Bishounen-series are in a way much like bishoujo-series. It’s just too easy to just treat the fanboys or fangirls to a lot of fanservice and get things over with, but of course the real challenge is to put them in interesting situations, develop them properly and flesh them out like real characters, otherwise you could just as well start selling paper bags. Antique Bakery is an example of how to do this right, although it’s rather unconventional.
I’ve said this before, but the series of the past spring- and summer season often had theme of fooling the viewer. Quite a few series defied expectations by focusing on something different from what you’d expect them to.

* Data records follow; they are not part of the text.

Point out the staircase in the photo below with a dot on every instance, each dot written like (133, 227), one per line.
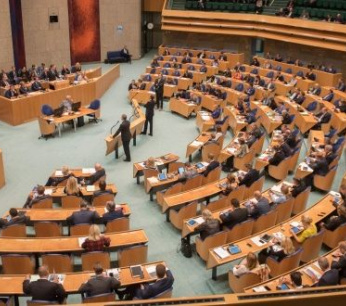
(178, 4)
(275, 6)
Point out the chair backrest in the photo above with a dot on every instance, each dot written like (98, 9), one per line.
(16, 230)
(17, 264)
(106, 297)
(212, 176)
(265, 221)
(284, 210)
(45, 203)
(240, 230)
(193, 183)
(332, 238)
(70, 202)
(213, 148)
(135, 255)
(186, 212)
(288, 263)
(312, 246)
(300, 201)
(47, 229)
(280, 171)
(101, 200)
(238, 283)
(118, 225)
(60, 263)
(212, 241)
(172, 167)
(91, 258)
(79, 229)
(325, 182)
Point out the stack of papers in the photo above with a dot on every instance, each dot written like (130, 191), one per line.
(221, 253)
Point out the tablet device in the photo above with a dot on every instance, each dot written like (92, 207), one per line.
(162, 176)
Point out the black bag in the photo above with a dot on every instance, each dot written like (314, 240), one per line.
(185, 248)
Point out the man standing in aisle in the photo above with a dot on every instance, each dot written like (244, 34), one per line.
(159, 86)
(149, 115)
(124, 129)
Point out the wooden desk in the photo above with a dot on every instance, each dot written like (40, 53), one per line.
(27, 108)
(136, 126)
(67, 244)
(161, 162)
(60, 215)
(2, 171)
(183, 107)
(58, 121)
(324, 206)
(13, 284)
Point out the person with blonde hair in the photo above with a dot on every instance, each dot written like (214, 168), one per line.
(95, 241)
(210, 225)
(310, 229)
(72, 188)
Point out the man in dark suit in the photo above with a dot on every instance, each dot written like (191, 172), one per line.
(159, 88)
(164, 282)
(250, 177)
(149, 115)
(112, 213)
(330, 277)
(124, 129)
(43, 289)
(235, 215)
(11, 92)
(84, 215)
(99, 284)
(212, 164)
(14, 218)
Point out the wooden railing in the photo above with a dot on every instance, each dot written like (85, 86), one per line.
(317, 34)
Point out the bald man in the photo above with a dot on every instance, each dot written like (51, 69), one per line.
(43, 289)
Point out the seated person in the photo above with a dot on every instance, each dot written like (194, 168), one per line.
(85, 215)
(54, 181)
(309, 229)
(71, 188)
(163, 283)
(13, 218)
(333, 222)
(95, 242)
(330, 277)
(102, 189)
(278, 250)
(251, 176)
(234, 215)
(112, 213)
(210, 225)
(35, 197)
(213, 164)
(43, 289)
(259, 206)
(339, 261)
(99, 284)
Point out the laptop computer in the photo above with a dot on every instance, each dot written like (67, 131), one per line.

Antique Bakery for example, looks all the way like a yaoi-series. Instead, it’s just an iyashi-kei series with a bit of mystery, where one of the characters just happens to be gay.
It really knows how to handle its cast of characters. At first, it starts out like a rather cheesy series, but very soon the cheese turns into genuine drama. Every character gets enough attention to show what he’s got. Because the series deals with such an original setting of a cake-store, the characters really have the ability to move away fro the stereotypes, and develop in the way they want. There’s this strange bond that develops between them as the series goes on, and it just seems to fit perfectly.
The mystery-part of the series is also delightfully unpredictable. How often do you see a guy with a trauma, because he had once been kidnapped in his past by someone who forced to make him eat cakes all the time? At first, it might seem like a bit of good cheese, but interestingly enough as the show goes on, this develops into genuine drama, with an actually very nice ending that prefers logical progression over a sensational ending, and yet puts a satisfying conclusion to everything.
There’s one character who feels a bit out of place in this series. This series is mostly about adults, but there’s one teenager amongst them, but he just doesn’t feel as part of the cast as the others. All attempts to flesh him out feel a bit shallow, and the moments that focus on him are mostly the less exciting of the series. An ex-boxer who loves cakes may sound good on paper, but the creators just didn’t use his character well enough.
This also isn’t a series for everyone. The fact remains that one of the characters is gay, so if you hate gay people with the intensity of one thousand suns, then you’re not going to like this series, even though the fact that the guy’s gay is used very nicely to symbolize the anxieties of gay people in the modern society. There’s also one particularly wrong scene where the guy carries his fantasies a bit too far, but apart from that the creators nicely balanced his feelings, to prevent the shounen-ai tones from getting too big of a focus.
Overall, though, Antique Bakery is another example of why Noitamina rocks. It comes with the most unconventional premises that actually work out somehow. It’s an inspired series that’s sometimes relaxing, and sometimes it shines with powerful drama, and the creators showed that they knew exactly how to use their limited time of 12 episodes. While it’s not going to break any records, it’s another good example of a nice quick watch.